Reinhold Grether has gathered links to over 3,600 open-access articles in the field of Internet Studies. (Thanks to LIS News.)
French open-access journal ALSIC (on language learning and communication and information systems) has been working in collaboration with Inist / CNRS to improve access to its contents. In December 2002, they have begun providing XML metadata for some of the journal's contents. Here's more information on ALSIC's plans for 2003 (in French).
The February 7 Chronicle of Higher Education carries a summary of Tim Berners-Lee's recent presentation at the NSF, arguing that the semantic web will accelerate research by providing a structure for the sharing and processing of scientific data.
In an editorial in the Feb. 1, 2003 issue of BMJ, Richard Smith provides an update about HINARI, the program (see FOS Guide) coordinated by the WHO. The editorial concludes with a comment that an improved information supply is a necessary, but not sufficient, condition for creating cultures of reading, questioning, debating, researching, and publishing.

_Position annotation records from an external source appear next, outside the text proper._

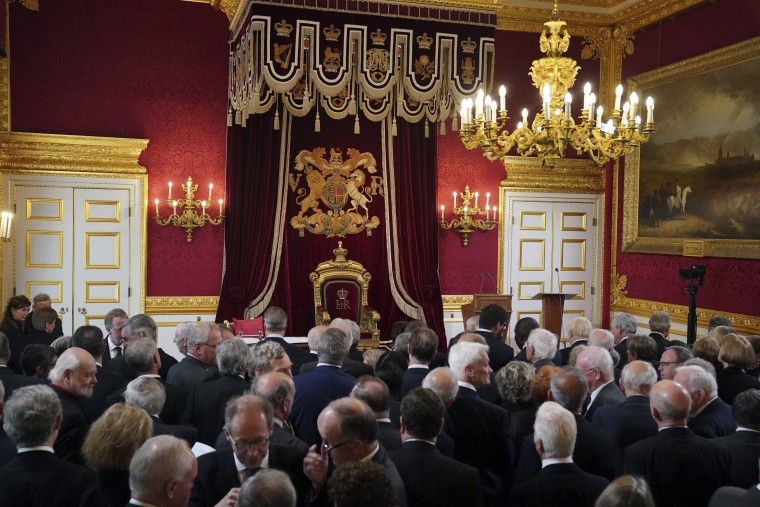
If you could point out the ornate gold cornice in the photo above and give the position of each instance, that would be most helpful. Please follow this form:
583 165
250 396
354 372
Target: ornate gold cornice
22 151
744 324
193 305
569 176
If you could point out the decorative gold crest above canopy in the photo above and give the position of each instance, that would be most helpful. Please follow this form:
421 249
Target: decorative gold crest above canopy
335 195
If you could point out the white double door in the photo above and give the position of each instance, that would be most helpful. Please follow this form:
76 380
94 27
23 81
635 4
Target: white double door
73 241
553 244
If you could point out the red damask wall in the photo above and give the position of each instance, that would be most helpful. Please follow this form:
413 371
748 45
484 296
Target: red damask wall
154 69
731 285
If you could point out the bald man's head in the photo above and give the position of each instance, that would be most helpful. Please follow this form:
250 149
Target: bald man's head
670 404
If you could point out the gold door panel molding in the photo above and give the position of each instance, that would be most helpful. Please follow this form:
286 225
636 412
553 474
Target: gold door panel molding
532 254
44 249
573 255
53 288
573 287
533 220
102 250
44 209
102 211
574 221
101 292
526 290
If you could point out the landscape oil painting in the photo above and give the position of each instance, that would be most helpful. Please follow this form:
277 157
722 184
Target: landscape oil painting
698 177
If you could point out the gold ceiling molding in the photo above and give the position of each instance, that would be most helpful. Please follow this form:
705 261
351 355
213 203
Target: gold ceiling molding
744 324
568 176
193 305
23 151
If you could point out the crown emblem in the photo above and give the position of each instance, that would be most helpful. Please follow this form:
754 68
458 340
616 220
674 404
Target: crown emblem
424 41
331 33
283 28
378 37
468 46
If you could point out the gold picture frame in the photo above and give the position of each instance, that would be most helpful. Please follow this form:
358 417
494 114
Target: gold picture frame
711 230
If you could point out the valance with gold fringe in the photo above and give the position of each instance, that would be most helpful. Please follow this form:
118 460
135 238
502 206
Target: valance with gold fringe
369 59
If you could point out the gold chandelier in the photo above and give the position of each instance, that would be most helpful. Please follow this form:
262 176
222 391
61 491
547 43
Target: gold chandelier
553 130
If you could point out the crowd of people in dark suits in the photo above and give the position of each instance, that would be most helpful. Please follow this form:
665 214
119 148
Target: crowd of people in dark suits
613 418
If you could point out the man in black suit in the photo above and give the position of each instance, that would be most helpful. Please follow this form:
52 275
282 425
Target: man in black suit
313 339
149 394
480 429
682 469
73 379
11 380
630 421
202 341
423 344
560 482
494 321
710 416
90 338
431 479
349 433
206 401
744 445
622 326
135 328
113 343
142 357
162 472
275 323
594 450
596 365
374 392
247 426
578 328
279 390
36 477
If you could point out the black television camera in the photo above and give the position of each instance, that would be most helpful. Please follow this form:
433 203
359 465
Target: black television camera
696 272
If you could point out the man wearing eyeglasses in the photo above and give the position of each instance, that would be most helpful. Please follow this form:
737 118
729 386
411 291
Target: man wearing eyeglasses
248 423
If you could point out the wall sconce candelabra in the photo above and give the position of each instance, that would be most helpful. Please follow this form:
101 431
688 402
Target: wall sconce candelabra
467 223
190 219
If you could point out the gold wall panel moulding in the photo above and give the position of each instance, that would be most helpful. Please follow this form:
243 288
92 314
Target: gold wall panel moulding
44 286
744 324
90 287
91 209
569 176
82 154
30 238
181 305
528 221
115 247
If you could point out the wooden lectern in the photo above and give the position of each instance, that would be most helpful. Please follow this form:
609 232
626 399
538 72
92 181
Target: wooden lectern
553 307
481 300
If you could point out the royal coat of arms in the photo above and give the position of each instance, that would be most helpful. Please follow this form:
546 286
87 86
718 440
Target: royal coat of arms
336 197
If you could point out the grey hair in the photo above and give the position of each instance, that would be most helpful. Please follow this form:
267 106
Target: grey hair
30 415
544 343
626 322
112 314
146 393
556 428
268 488
233 357
699 378
139 355
333 346
442 382
638 381
660 322
157 462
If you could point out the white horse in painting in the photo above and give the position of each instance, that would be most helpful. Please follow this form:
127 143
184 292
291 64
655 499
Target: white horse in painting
678 204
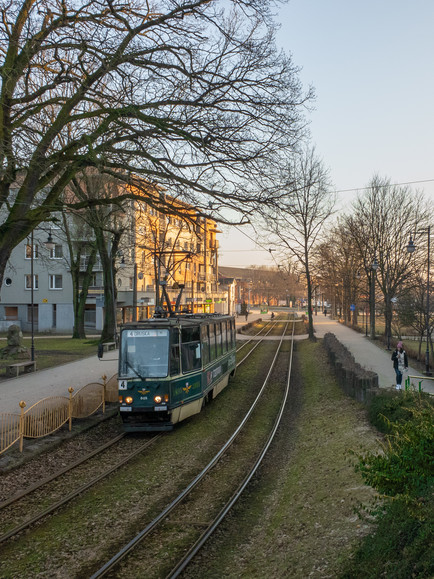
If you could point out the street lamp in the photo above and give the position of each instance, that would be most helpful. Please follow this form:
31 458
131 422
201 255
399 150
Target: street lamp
374 268
411 248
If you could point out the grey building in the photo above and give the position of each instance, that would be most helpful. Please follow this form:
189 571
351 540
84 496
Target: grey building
51 296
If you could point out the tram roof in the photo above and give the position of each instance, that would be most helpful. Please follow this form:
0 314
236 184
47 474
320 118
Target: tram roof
178 319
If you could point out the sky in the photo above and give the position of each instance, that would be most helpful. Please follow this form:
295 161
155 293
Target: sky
371 64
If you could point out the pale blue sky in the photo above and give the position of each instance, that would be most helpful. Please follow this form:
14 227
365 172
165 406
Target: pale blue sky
372 66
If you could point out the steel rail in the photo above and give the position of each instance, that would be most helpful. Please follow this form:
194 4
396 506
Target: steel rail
78 491
52 477
254 336
186 560
167 510
254 347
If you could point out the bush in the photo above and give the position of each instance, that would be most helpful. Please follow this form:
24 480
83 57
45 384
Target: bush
403 472
405 465
400 548
393 406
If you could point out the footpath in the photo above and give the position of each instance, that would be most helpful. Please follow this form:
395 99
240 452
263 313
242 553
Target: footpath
37 385
369 355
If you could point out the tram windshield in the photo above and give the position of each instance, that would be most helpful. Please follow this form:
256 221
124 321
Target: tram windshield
144 353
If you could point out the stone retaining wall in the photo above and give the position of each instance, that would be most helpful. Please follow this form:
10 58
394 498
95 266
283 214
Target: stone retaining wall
354 380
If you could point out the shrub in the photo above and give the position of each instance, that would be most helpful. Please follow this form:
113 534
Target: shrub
405 465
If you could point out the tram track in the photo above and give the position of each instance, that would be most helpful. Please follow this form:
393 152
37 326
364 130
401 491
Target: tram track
207 472
45 490
43 486
81 489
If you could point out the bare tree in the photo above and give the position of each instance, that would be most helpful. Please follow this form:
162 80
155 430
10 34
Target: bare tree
92 232
380 224
193 95
297 224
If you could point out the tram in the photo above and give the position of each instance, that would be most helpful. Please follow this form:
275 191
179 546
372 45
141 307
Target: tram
169 367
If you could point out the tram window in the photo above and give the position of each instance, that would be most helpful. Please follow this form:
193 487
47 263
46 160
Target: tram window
218 330
175 364
226 338
212 341
205 344
190 349
144 353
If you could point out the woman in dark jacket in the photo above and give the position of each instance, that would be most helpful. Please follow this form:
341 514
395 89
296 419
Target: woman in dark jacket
400 363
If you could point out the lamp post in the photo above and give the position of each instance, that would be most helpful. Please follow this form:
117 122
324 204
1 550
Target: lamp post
374 268
411 248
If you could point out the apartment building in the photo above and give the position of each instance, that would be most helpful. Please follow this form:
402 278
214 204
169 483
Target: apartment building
171 250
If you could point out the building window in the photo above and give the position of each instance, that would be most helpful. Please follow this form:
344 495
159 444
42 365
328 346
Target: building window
35 313
55 281
28 282
56 252
29 251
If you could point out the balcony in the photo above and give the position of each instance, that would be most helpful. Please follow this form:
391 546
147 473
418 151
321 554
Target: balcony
84 261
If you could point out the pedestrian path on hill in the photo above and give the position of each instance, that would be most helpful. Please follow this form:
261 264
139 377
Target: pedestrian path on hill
369 355
55 381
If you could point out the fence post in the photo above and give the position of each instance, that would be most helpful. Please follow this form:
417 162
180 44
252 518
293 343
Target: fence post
22 406
104 384
70 390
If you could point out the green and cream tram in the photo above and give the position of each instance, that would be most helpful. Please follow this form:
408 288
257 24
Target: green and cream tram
169 367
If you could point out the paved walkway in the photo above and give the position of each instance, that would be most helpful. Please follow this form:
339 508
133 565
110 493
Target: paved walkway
369 355
34 386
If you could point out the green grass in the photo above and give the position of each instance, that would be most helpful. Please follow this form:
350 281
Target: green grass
402 545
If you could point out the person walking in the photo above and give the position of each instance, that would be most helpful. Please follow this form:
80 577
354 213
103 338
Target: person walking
400 363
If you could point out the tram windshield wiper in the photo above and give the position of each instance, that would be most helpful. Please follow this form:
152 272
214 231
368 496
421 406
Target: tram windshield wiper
133 369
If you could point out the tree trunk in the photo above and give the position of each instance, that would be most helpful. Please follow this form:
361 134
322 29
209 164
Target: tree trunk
80 297
109 331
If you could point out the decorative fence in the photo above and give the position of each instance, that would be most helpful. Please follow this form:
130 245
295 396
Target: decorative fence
50 414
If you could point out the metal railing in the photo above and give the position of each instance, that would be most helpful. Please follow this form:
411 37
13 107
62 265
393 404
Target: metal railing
50 414
408 385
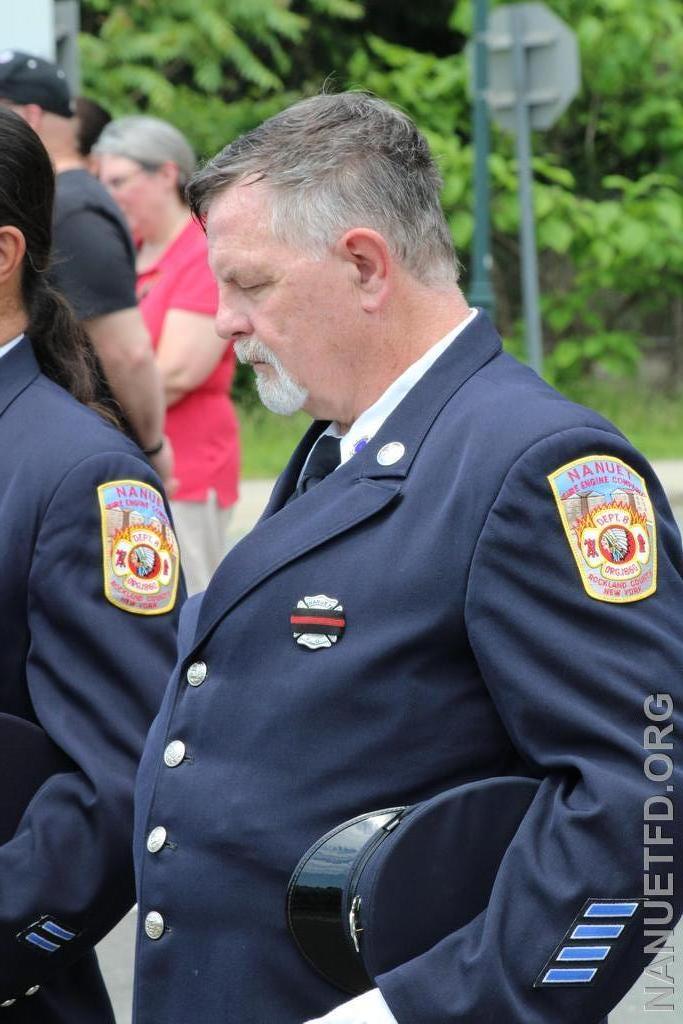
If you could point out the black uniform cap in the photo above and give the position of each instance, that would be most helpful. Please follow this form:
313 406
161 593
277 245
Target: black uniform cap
29 79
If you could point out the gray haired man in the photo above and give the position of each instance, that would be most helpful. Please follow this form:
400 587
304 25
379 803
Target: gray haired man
415 614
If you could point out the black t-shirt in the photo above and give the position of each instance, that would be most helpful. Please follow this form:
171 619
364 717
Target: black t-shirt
93 261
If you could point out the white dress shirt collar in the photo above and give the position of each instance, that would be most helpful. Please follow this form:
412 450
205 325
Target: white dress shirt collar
365 428
7 347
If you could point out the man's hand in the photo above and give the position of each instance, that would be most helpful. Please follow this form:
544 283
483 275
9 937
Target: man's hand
367 1009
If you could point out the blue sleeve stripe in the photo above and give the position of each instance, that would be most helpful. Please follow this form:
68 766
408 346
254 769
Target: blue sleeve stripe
597 932
564 975
611 910
583 952
60 933
38 940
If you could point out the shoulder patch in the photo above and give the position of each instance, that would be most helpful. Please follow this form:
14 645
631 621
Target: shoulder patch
139 550
609 523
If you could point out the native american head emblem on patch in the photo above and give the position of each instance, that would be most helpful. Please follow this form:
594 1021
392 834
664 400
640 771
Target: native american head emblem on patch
139 548
607 517
317 622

In the January issue of Searcher, Melissa Barr has a comprehensive review of the state of free online access to statutes and cases in the U.S. While nearly all U.S. states provide these primary sources of law free on state-run web sites, most do not include cases prior to 1995 or so. Moreover, West Publishing (owned by Thomson) and LexisNexis (owned by Reed Elsevier), the two companies that dominate the market for electronic access to primary sources of law, will not sell accounts to public libraries.
Why own a chair when you can license just the minutes of seating time that you need? To achieve this economic efficiency, all we need is a chair with spikes sticking up through the seat which retract when you swipe your credit card. No cheating, now. Covering the spikes with a board is an unlawful circumvention device. For more details see Steve Mann's Seating Made Simple. (Thanks to Politech.)